Sebastian motivates by talking about a BOSC talk fom 2012 by Enis Afgan on CloudMan, and describes the awesome work on automating Galaxy + AWS. Sebastian also talked about CloudGene talk from himself in 2012. Now CloudGene is more of a software as a service platform, providing dedicated services for a given workflow. Supports the full Hadoop stack: Spark, MRv2, Pig. Lots in common with CloudMan and decided to combine projects, using CloudGene for Hadoop execution within CloudMan. Presents a cool use for hadoop – Michigan Imputation Server: a free service to provide QC + Phasing + Imputation. Really nice, and provides a platform for building more services.

Michael Hoffman – Segway: semi-automated genome annotation

Segway finds patterns from multiple biological signal tracks like ChIP-seq. It discovers patterns and then provides annotation, visualization and interpretation. Genome segmentation breaks up the genome into non-overlapping segments, then pushes around boundaries to maximize similarity within regions. Uses a generalized HMM to discover structure in the inputs based on a specific number of classifications to segment by. Michael makes good point that coders are biologists too and can use his knowledge of chromatin structure to develop hypotheses from these inputs and then test those. Use this knowledge to apply labels for each segment of the genome. This provides nice annotation tracks for making sense of variations in non-coding regions. Nicely able to ensure that Segway signals match with the expected biology. Michael makes another good point about the importance of looking in depth at specific regions, and then using this to do biological experiments to confirm.

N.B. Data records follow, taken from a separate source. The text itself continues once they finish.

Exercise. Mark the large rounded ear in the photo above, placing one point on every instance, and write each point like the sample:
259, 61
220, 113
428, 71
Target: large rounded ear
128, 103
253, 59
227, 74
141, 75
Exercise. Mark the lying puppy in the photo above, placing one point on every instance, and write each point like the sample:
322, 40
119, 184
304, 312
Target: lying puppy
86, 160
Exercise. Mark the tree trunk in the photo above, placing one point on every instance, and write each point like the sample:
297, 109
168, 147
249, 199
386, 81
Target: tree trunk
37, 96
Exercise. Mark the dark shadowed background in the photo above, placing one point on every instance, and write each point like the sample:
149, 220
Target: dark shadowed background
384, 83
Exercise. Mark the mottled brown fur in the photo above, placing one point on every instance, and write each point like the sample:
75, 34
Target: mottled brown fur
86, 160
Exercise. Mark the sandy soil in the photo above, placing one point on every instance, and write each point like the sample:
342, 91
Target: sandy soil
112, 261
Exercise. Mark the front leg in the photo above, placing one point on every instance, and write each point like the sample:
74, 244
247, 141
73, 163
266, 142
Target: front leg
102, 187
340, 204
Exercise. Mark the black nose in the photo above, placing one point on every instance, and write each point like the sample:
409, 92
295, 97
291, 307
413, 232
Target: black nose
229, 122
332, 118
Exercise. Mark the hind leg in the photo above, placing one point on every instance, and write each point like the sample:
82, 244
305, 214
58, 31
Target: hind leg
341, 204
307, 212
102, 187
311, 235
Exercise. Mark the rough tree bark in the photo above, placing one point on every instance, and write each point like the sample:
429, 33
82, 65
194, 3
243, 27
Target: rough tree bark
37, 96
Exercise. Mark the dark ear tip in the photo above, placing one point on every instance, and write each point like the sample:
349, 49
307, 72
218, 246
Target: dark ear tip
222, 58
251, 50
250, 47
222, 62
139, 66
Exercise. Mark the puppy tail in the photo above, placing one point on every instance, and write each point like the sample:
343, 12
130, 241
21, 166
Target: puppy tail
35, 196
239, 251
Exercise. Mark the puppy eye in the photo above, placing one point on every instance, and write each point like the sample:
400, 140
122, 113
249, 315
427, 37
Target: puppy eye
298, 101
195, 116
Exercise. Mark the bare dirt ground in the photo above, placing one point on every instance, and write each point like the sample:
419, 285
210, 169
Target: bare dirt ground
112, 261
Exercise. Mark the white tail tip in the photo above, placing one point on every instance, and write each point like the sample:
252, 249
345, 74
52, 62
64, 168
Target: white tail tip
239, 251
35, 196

Konstantin Okonechnikov – QualiMap 2.0: quality control of high throughput sequencing data

Qualimap does a comprehensive job of running quality control of seuencing data. The new version of BAM QC was redesigned to add many new metrics. Added a method to combine results from multiple bam results together and summarize them. Runs a PCA analysis to detect outliers in a group of results. Also redesigned RNA-seq quality control. Konstantin highlights the larger number of folks from the community who contribute to QualiMap.

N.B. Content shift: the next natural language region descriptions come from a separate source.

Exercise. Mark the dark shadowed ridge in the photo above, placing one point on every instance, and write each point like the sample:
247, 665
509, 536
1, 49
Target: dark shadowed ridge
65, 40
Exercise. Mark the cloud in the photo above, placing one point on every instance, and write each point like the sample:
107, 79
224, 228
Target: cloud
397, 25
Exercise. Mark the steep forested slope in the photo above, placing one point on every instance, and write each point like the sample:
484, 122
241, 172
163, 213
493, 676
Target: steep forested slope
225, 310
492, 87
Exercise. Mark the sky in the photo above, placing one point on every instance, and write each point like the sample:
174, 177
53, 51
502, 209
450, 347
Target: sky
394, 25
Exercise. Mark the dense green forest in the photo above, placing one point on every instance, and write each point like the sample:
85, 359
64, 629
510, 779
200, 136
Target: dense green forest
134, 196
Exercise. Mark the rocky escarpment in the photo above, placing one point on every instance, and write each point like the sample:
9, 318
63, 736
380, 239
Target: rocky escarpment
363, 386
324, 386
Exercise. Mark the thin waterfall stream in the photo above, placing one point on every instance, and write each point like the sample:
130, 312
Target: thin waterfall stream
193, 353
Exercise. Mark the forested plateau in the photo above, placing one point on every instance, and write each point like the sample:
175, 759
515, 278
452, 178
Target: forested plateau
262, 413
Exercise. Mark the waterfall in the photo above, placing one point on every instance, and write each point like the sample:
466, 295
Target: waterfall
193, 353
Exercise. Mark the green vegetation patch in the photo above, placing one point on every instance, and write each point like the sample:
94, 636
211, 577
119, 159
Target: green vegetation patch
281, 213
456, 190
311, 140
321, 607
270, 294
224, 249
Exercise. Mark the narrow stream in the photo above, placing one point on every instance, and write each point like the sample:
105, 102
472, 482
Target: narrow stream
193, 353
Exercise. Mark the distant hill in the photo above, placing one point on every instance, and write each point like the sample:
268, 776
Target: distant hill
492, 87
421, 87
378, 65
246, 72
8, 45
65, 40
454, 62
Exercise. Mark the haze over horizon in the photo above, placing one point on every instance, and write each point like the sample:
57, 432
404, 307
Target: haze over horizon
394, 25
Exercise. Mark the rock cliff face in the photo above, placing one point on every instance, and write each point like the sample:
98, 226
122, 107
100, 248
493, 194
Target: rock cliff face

Andrew Lonie – A Genomics Virtual Laboratory

Andrew talks about the Genomics Virtual Lab (GVL) which supplies compute along with a set of tools to work on top of it. Awesome resource for Australian Bioinformatics with CloudMan, Galaxy. Provides reproducibie, redeployable platforms.

Tony Burdett – BioSolr: Building better search for bioinformatics

BioSolr provides an optimized approach for complexity of life sciences data on top of Solr, Lucene and Elastic Search. The mission is to build a community of users around improving searching for biology. Provides faceting with ontologies, plugins for joining indexes with external indexes to provide federated search.